Hayvan nakil aracıyla adliyeye sevk edilen, Şeyda Yılmaz'ın katili Y.E.G.’nin boynuna geçirilen çöp poşetiyle verilmek istenen mesaj çok açık… Hırsızlık, arsızlık ve her türlü insanlık dışı suçu kolayca işlemeye hazır tiplerin düştüğü durumu anlatmak önemli. Ancak, toplum olarak öncelikle şunu sorgulamalıyız: Bütün bu olumsuzluklar nereden kaynaklanıyor? Genç yaşta hatta çocuk yaşta, bu derece azgınlaşmış bir suç makinesi olarak ortaya çıkan bu canavarlar hangi bataklıkta, nasıl yetişiyor? Ailede, okulda, cemiyette, hâsılı sosyal hayatın bütün katmanlarında ve ortamlarında; kişileri bu kadar azdıran, insanlıktan çıkaran faktörler neler? Suç makinesi üreten mekanizma nasıl işliyor? Herhangi bir sebeple ilk kez suça bulaşan kişinin başına daha sonra neler geliyor? Hapis yatıp çıkan bir sabıkalı nasıl bir değişim geçiriyor? Islah olmaya, normal bir birey olarak topluma uyum göstermeye niyet ve çabası oluyor mu? Yoksa daha beter ve azgın biri olarak, toplumu daha fena biçimde tehdit etmeye mi yelteniyor?.. 

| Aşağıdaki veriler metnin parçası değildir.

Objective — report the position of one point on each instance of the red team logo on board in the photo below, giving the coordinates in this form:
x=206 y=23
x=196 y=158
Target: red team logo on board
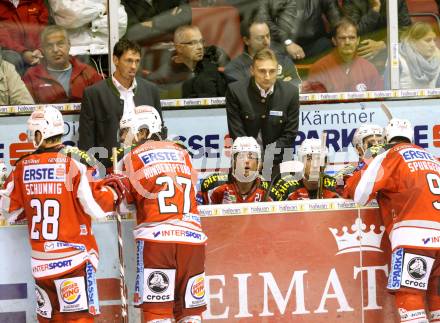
x=70 y=291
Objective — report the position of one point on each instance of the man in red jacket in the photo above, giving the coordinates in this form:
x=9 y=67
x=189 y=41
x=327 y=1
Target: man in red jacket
x=21 y=23
x=59 y=78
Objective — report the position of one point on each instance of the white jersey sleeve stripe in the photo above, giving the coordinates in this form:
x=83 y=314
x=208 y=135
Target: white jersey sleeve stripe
x=5 y=203
x=85 y=195
x=369 y=177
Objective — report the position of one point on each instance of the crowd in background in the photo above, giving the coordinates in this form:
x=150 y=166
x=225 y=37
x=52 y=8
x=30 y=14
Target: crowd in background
x=193 y=48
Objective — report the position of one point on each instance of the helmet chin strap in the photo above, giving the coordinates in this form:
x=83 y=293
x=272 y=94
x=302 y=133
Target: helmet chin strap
x=253 y=174
x=35 y=142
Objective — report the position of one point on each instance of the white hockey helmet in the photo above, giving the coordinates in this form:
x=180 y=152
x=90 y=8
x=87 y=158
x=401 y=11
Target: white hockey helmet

Ne yazık ki, örnekler ikinci şıkkın baskın olduğunu ortaya koyuyor… Yukarıda işaret ettiğimiz birkaç örnek bunu açık-seçik biçimde gösteriyor. Suç ve suçlularla mücadele konusunda hukukçuların; sosyologların, psikologların ve diğer ilgili saha uzmanlarının tavsiye ve ikazları elbette önemli. Daha önemlisi de, bu tavsiyelerin kâğıt üstünde kalmayıp uygulamaya konulmasıdır. Ülkede işlenen suçlara verilen cezaların caydırıcılık etkisi, infaz kurumlarındaki şartlar ve suça bulaşmış kişilerin ıslah edilip tekrar topluma kazandırılması hususu, topyekûn biçimde toplum huzuru ile doğrudan ilgili. Bu hususta yeterince hassas bir tutum içinde olduğumuz, maalesef çok şüphe götürür!..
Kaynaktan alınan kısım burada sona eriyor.